Preservation of ephemera is at the core of some of the large privacy concerns in today’s world. Companies such as Facebook host huge amounts of arguably irrelevant content generated by their users, and mine the data to generate profiles for their users. On its surface, this is an amazing piece of work, because these companies have effectively constructed automated systems to document the lives of everybody currently alive. Let that sink in for a moment: Facebook is capable of generating a moderately detailed biography for each of this planet’s 7 billion people (provided they each were to provide Facebook with some basic data).

What would you do with a biography of someone distilled from advertising data (advertising data because that’s what Facebook exists to do- sell information about what you might like to buy to advertisers)? I don’t know, but the future has a way of finding interesting ways to use existing data. In some distant future, maybe a project might seek to reconstruct (even resurrect, by a way of thinking) everybody who ever lived. There are innumerable possibilities for what might be done with the data (this goes for anything, not just biographical data like this), but it becomes impossible to use it if it gets destroyed.
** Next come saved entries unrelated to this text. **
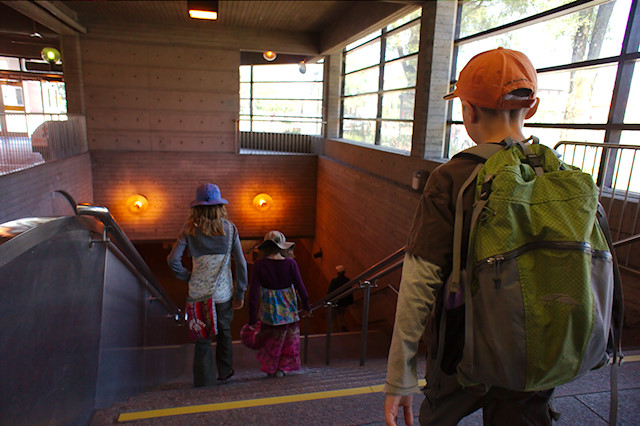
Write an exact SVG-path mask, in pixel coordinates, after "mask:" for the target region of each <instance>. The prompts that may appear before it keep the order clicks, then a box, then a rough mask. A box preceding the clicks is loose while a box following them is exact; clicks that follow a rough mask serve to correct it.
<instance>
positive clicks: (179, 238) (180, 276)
mask: <svg viewBox="0 0 640 426" xmlns="http://www.w3.org/2000/svg"><path fill="white" fill-rule="evenodd" d="M227 204H229V202H228V201H227V200H225V199H224V198H222V195H221V193H220V188H218V186H217V185H214V184H212V183H205V184H203V185H200V186H199V187H198V188H197V190H196V199H195V200H194V201H192V202H191V204H190V206H189V207H190V209H189V218H188V219H187V223H186V224H185V225H184V228H183V230H182V232H181V233H180V235H179V236H178V241H177V242H176V244H175V245H174V247H173V250H171V253H170V254H169V257H168V258H167V262H168V263H169V267H170V268H171V270H172V271H173V273H174V275H175V276H176V277H178V278H179V279H181V280H183V281H187V282H188V283H189V296H188V298H187V306H186V309H185V310H186V313H187V322H188V324H189V332H190V334H191V338H192V340H194V341H195V350H194V356H193V381H194V385H195V386H197V387H199V386H210V385H213V384H214V383H215V381H214V380H215V372H216V368H217V370H218V380H227V379H228V378H230V377H231V376H233V374H234V371H233V354H232V351H231V348H232V338H231V320H232V319H233V310H234V309H242V307H243V306H244V293H245V291H246V289H247V262H246V260H245V258H244V254H243V252H242V246H241V245H240V237H239V235H238V229H237V228H236V226H235V225H234V224H233V223H232V222H230V221H229V220H227V209H226V205H227ZM186 248H188V249H189V254H190V256H191V257H192V259H193V267H192V270H191V271H189V270H188V269H187V268H185V267H184V265H183V264H182V255H183V253H184V251H185V249H186ZM230 257H233V259H234V261H235V275H236V283H235V288H234V284H233V274H232V272H231V259H230ZM216 335H217V337H216V359H215V366H214V363H213V353H212V350H211V340H212V338H213V336H216Z"/></svg>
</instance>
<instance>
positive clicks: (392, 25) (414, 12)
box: [387, 8, 422, 31]
mask: <svg viewBox="0 0 640 426" xmlns="http://www.w3.org/2000/svg"><path fill="white" fill-rule="evenodd" d="M420 16H422V8H420V9H417V10H416V11H415V12H411V13H410V14H408V15H407V16H405V17H403V18H400V19H398V20H397V21H396V22H394V23H392V24H389V25H387V31H391V30H392V29H394V28H398V27H400V26H402V25H404V24H406V23H407V22H409V21H413V20H414V19H416V18H418V17H420Z"/></svg>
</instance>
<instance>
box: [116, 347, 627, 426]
mask: <svg viewBox="0 0 640 426" xmlns="http://www.w3.org/2000/svg"><path fill="white" fill-rule="evenodd" d="M637 361H640V355H629V356H625V357H624V362H625V363H627V362H637ZM425 384H426V382H425V380H424V379H422V380H420V381H419V382H418V385H419V386H420V387H422V386H424V385H425ZM383 386H384V385H376V386H363V387H359V388H350V389H339V390H333V391H323V392H310V393H302V394H297V395H283V396H275V397H269V398H257V399H245V400H241V401H230V402H219V403H215V404H202V405H191V406H186V407H174V408H163V409H159V410H147V411H135V412H131V413H122V414H120V416H118V421H119V422H126V421H133V420H142V419H153V418H158V417H168V416H179V415H182V414H197V413H208V412H212V411H221V410H232V409H234V408H249V407H260V406H264V405H276V404H286V403H290V402H300V401H313V400H317V399H326V398H338V397H341V396H352V395H363V394H367V393H377V392H382V388H383Z"/></svg>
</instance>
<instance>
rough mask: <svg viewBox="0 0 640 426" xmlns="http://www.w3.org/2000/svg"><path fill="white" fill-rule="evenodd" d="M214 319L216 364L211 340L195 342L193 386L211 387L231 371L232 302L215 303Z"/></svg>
mask: <svg viewBox="0 0 640 426" xmlns="http://www.w3.org/2000/svg"><path fill="white" fill-rule="evenodd" d="M216 318H217V321H218V335H217V336H216V362H215V365H214V363H213V351H212V349H211V339H203V340H198V341H197V342H195V349H194V352H193V385H194V386H196V387H200V386H212V385H213V384H215V380H216V367H217V370H218V377H220V378H225V377H227V376H228V375H229V374H230V373H231V370H232V369H233V367H232V365H233V353H232V345H233V341H232V338H231V321H232V320H233V309H232V301H231V300H229V301H228V302H224V303H216Z"/></svg>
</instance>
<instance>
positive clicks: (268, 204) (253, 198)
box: [253, 193, 273, 212]
mask: <svg viewBox="0 0 640 426" xmlns="http://www.w3.org/2000/svg"><path fill="white" fill-rule="evenodd" d="M272 204H273V198H271V196H270V195H269V194H265V193H262V194H258V195H256V196H255V197H254V198H253V207H254V208H255V209H256V210H258V211H259V212H266V211H267V210H269V209H270V208H271V205H272Z"/></svg>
The historical bane of all archives has been capacity. With digital archives, this is a significantly smaller problem. With multi-terabyte hard disks costing on the order of $0.10 per gigabyte and solid-state memory continuing to follow the pace of Moore’s law (although probably not for much longer), it is easier than ever to store huge amounts of information, dwarfing the largest collections of yesteryear. As long as storage capacity continues to grow (we’ve only recently scratched the surface of using quantum phenomena (holography) for data storage, for example), the sheer amount of data generated by nearly any process is not a concern.

Back on topic

Returning from that digression, the point of switching this site back to a Wordpress backend is to get data out to the public more reliably and faster, in order to preserve the information more permanently. What finally pushed me back was a sudden realization that there’s nothing stopping me from customizing Wordpress in a similar fashion to what I did on the Hyde-based site- it simply requires a bit of experience with the backend code. While PHP is one language I tend to loathe, the immediate utility of a working system is more valuable than the potential utility of a system I need to program myself.

There’s another lesson I can derive from this experience, too: building a flexible system is good, but you should distribute it ready-to-go for a common use case. Reducing the barrier to entry for a tool can make or break it, and tools that go unused are of no use- getting people using a new creation is the primary barrier to its adoption.